Semirreboque que tinha desaparecido das instalações da Polícia Judiciária em 2025 foi localizado numa empresa de construção de Barcelos. PJ abriu um inquérito para apurar como o veículo saiu das suas instalações.
Um atrelado apreendido pela Polícia Judiciária (PJ) no âmbito de uma operação de combate ao tráfico de droga, que desapareceu das instalações da instituição em 2025, foi localizado esta semana nas instalações de uma empresa de construção civil em Barcelos, originando um novo episódio da polémica que envolve o ministro da Administração Interna, Luís Neves.
A informação foi avançada pelo SOL, TVI e CNN Portugal e está agora a ser investigada pela própria Polícia Judiciária.
Atrelado desapareceu das instalações da PJ
De acordo com a investigação jornalística, o semirreboque encontrava-se apreendido desde 2024 nas instalações da Polícia Judiciária, no Seixal, distrito de Setúbal.
Contudo, em 2025, o veículo terá desaparecido sem explicação das instalações policiais.

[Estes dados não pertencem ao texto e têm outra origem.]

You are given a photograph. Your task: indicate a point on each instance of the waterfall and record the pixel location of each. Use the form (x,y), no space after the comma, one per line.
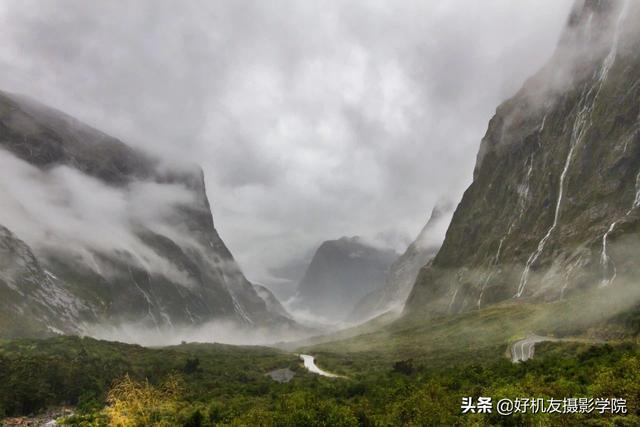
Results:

Esta semana, a PJ localizou novamente o atrelado, desta vez a cerca de 350 quilómetros de distância, nas instalações da empresa Construbarcelos, no concelho de Barcelos, tendo procedido à sua apreensão.
Veículo estava acoplado a camião de empresa de Barcelos
Segundo as mesmas informações, o atrelado encontrava-se acoplado a um camião pertencente à Construbarcelos, empresa liderada pelo empresário João Carvalho.
A empresa tem sido referida por manter relações comerciais com a Polícia Judiciária, tendo celebrado, segundo a investigação, 17 contratos com a instituição, num valor global de aproximadamente 2,3 milhões de euros.
A mesma empresa está igualmente a realizar obras em propriedades pertencentes ao atual ministro da Administração Interna, Luís Neves, no Alentejo.
PJ abre inquérito interno
Fonte ligada à Direção Nacional da Polícia Judiciária confirmou a recuperação do atrelado e a abertura de um inquérito interno destinado a esclarecer como um bem apreendido pela PJ saiu das suas instalações e acabou nas instalações da empresa de Barcelos.
A investigação pretende apurar todas as circunstâncias relacionadas com o desaparecimento e posterior localização do veículo.
Caso remonta ao período em que Luís Neves dirigia a PJ
Os factos em investigação remontam ao período em que Luís Neves exercia funções como diretor nacional da Polícia Judiciária, antes de assumir o cargo de ministro da Administração Interna.
Até ao momento, não foi divulgada qualquer conclusão da investigação nem existem acusações relacionadas com este caso.
O inquérito agora aberto deverá determinar as responsabilidades pelo desaparecimento do atrelado e esclarecer de que forma o veículo foi parar às instalações da empresa de construção sediada em Barcelos.